Come è noto, l'anno ufficiale degli Ateniesi era diviso in dieci pritanie: nella sesta secondo Aristotele, nell'ottava secondo Filocoro, i pritani interrogavano preventivamente il popolo circa l'opportunità di procedere a una votazione di ostracismo, detta ostracoforia. Nel caso di voto affermativo, si fissava un'apposita riunione dell'assemblea. Per l'occasione, l'agorà era circondata da un recinto, interrotto da dieci porte attraverso le quali passavano i cittadini delle dieci tribù, ciascuno tenendo in mano il suo ὄστρακον rovesciato; su esso aveva scritto in precedenza il nome, il patronimico, eventualmente anche il demo di colui che riteneva meritevole di ostracismo. I nove arconti, che presiedevano l'adunanza, procedevano allo scrutinio: se un cittadino risultava designato, aveva dieci giorni di tempo per lasciar la città. Ma la votazione non era valida se non vi avessero partecipato 6000 votanti (secondo altri, la cui opinione è da scartare, se non si erano raccolti almeno 6000 voti su un nome).

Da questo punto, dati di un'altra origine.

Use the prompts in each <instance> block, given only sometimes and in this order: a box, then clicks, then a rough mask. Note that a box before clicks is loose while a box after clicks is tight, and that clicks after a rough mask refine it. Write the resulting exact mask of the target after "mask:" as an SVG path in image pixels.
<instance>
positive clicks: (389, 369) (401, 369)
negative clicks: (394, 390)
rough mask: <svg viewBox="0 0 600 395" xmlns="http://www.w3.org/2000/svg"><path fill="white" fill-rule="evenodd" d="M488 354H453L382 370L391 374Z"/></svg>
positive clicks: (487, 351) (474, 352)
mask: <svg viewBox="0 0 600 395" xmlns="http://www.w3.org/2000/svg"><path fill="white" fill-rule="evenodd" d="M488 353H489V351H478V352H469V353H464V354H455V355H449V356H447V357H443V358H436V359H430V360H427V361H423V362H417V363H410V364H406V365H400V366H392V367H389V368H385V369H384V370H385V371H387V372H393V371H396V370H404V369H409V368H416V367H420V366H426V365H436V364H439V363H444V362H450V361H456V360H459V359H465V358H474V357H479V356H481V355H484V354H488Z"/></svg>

L'ostracismo fu imitato in Argo, Mileta, Megara; lo si trova anche a Siracusa, dove era detto petalismo (πεταλισμός) per essere scritti i voti su foglie di fico.
Bibl.: K. J. Beloch, Griechische Geschichte, 2ª ed., I, ii; Berlino 1926, p. 332 segg.; II, i, ivi 1927, p. 29 segg.; B. Busolt, Griechische Staatskunde, 3ª ed., II, Monaco 1926, p. 884 segg.; J. Carcopino, Histoire de l'ostracisme athénien, Parigi 1909; K. Lugehil, Über das Wesen und die historische Bedeutung des Ostrakismos in Athen, in Jahrb. f. klass. Philologie, Suppl. vol. IV (1861), p. 117 segg.; A. Martin, Ostrakismos, in Daremberg e Saglio, Dict. des antiq. grecques et rom., IV, i, p. 259 segg.; I. M. J. Valeton, De ostracismo, in Mnemosyne, XV-XVI (1887-88); U. Kahrestedt, Staatsgebiet und Staatsangehörige in Athen, Stoccarda 1934, p. 123 segg.